In the current market climate, it may be tempting to start a long trade right away. However, now is not the time to start a long trade. Be patient, take the time to research, and set a clear plan before entering any long positions. Doing so can help to maximize your returns and mitigate some of the risks of such a volatile market.
As the stock market continues its volatile ride, a unique investment strategy has emerged in the form of long trades. Long trades involve a trader entering a position expecting a stock to go up long-term, and often times those positions are held for a few days, weeks, or even months.
For many investors, the idea of entering a long trade may seem appealing when the market shows signs of a bull run. But now, with the market in fluctuating with so many unknowns on the horizon, now is not the time to be taking long trades.
The reason is simple: the stock market does not only go up. It goes up, down, and sideways. Traders must be wary of extended bouts of sideways activity, which can lead to profit taking and losses. And with the uncertainty of the market, bouts of sideways activity are increasingly likely.
The most effective way of responding to this volatility is through patience. Watch what’s going on in the market, watch the news, and wait for the right time to enter a long trade. Wait for a clear signs of a bull run before starting a long trade.
One way to approach this patient approach is by waiting for the strength of the current bull run to be tested and for some stability in the prices to become apparent. Don’t rush into a long trade just because the market seems to be trending up.
Take the time to research the stocks you are considering for a long trade. Look for strong fundamentals and strong company performance as signs that your chosen stocks may continue its price appreciation.
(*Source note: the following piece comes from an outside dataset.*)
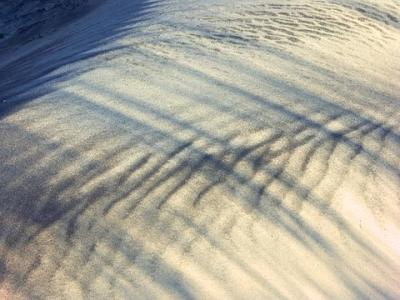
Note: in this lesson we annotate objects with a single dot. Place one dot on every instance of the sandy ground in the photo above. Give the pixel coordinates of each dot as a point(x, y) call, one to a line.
point(204, 150)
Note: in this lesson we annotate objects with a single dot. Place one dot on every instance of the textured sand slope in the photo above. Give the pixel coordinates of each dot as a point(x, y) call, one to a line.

And be sure to set a plan and exit strategy. When will you get in and when do you plan to exit? What specific signals make you think the market may turn bearish? Do you have any “stop loss” orders in place? It’s important to plan out every detail of a potential trade before starting it to limit risk.
In the current market climate, it may be tempting to start a long trade right away. However, now is not the time to start a long trade. Be patient, take the time to research, and set a clear plan before entering any long positions. Doing so can help to maximize your returns and mitigate some of the risks of such a volatile market.